Su questo materiale Leonardo Lidi costruisce uno spettacolo essenziale, ma in espansione continua, come una sorta di Big Bang. Spazio aperto, vuoto, privi di oggetti, se non i più essenziali. È il corpo dell’attore ad essere spazio. Le luci ne definiscono i contorni: bianche e fredde per la gran parte del tempo, come un tavolo chirurgico su cui sezionare i sentimenti e le emozioni. Poi il buio, il rosso, il viola. Senza nessuna correlazione simbolica, solo la manifestazione di uno stato interiore, mutevole e indefinibile: iconico è il momento della separazione in cui uno canta un’improbabile versione dell’Elefante e la farfalla e l’altro balla, altrove, ma sempre solo!
Lidi mette i due interpreti in connessione profonda, senza mettere l’accento su una fisicità perversa o univoca. I due si desiderano, si toccano, ma solo per pochi istanti. Per tutto il resto del tempo il contatto è manifestazione del pensiero, dell’emozione (ancora questo termine, sì!), che i due esprimono dal profondo, con un realismo che mette in luce il rossore, il sudore, il fiato corto…
Montagne russe di rarefatta intensità che seguono il contenuto della storia: incontro, relazione, scelte, errori, fuga, ritorno e complicazioni, epilogo. Senza mai coincidere in maniera scontata con il fulcro della scena, ma giocando di scarto, creando la sorpresa, che dal testo passa all’azione e viceversa. Alla fina sarà un epilogo o siamo fermi solo alla prima stagione?!

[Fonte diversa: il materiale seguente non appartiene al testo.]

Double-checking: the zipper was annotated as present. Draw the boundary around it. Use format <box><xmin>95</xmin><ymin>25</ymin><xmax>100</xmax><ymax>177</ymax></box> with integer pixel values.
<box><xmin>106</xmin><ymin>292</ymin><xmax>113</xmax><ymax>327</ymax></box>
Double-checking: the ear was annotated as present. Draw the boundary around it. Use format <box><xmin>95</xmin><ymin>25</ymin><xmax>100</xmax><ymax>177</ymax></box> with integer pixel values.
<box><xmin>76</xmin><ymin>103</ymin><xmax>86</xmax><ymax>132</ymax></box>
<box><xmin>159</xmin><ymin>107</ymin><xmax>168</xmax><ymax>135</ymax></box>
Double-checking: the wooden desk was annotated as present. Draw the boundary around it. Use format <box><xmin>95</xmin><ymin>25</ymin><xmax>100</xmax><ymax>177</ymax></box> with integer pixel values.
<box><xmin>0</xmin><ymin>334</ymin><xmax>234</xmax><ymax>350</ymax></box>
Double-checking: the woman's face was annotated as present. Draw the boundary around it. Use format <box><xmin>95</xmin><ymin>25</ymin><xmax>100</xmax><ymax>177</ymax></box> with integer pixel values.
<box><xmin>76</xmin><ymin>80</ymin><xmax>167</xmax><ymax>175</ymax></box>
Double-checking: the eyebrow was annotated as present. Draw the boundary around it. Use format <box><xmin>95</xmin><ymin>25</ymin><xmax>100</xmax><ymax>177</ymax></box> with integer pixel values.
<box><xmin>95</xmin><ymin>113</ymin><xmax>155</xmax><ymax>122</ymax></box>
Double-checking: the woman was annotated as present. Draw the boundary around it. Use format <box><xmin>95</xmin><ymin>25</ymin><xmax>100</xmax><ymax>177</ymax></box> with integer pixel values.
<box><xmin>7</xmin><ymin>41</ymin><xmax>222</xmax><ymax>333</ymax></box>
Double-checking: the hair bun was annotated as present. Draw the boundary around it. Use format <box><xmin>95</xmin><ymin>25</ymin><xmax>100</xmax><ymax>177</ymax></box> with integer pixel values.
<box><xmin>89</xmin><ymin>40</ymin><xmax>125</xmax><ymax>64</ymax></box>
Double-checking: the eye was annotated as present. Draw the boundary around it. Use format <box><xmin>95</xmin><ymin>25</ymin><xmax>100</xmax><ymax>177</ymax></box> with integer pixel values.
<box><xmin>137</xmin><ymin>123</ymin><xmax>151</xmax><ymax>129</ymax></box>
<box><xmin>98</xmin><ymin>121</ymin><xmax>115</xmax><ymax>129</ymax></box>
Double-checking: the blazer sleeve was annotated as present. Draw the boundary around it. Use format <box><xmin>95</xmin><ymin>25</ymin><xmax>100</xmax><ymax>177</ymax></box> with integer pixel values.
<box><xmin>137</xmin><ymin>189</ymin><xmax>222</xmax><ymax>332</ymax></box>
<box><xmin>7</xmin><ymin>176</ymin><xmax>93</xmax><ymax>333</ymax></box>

La performance di Alessandro Bandini e Alfonso De Vreese è eccellente sotto ogni punto di vista. Con una grammatica espressiva che viaggia fra gli estremi di commedia e dramma, i due giovani interpreti hanno saputo trovare per ogni momento il giusto colore, la perfetta intonazione, il movimento impercettibile che riuscisse tradurre la sottile complessità della loro relazione. Bocca, occhi, mani, corpo, voce strumenti di una duttilità ginnica a servizio di un messaggio del pensiero, è il corpo prima della parola a tradurne la complessità, probabilmente perché il corpo non sa mentire. Le parole fuggono rapide, a volte rapidissime, proprio come nella vita, senza sosta, mutando costantemente funzione e lettura, specchio di loro stesse.
Dallo sfinimento del gioco all’immobilità del dolore, dal sorriso al pianto, dalla passione alla repulsione Bandini e De Vreese si innestano uno sull’altro con le voci e i corpi dando vita a una dinamica che tiene l’attenzione fino all’ultimo istante.
Il merito è della capacità del progetto nel complesso di “parlare” la stessa lingua emotiva di chi ascolta e un po’ anche di Jessica Fletcher (no spoiler, please!)
***
Come nei giorni migliori
di Diego Pleuteri, regia Leonardo Lidi, con Alessandro Bandini, Alfonso De Vreese, scene e luci Nicolas Bovey, costumi Aurora Damanti, foto Luigi De Palma, produzione Teatro Stabile di Torino – Teatro Nazionale.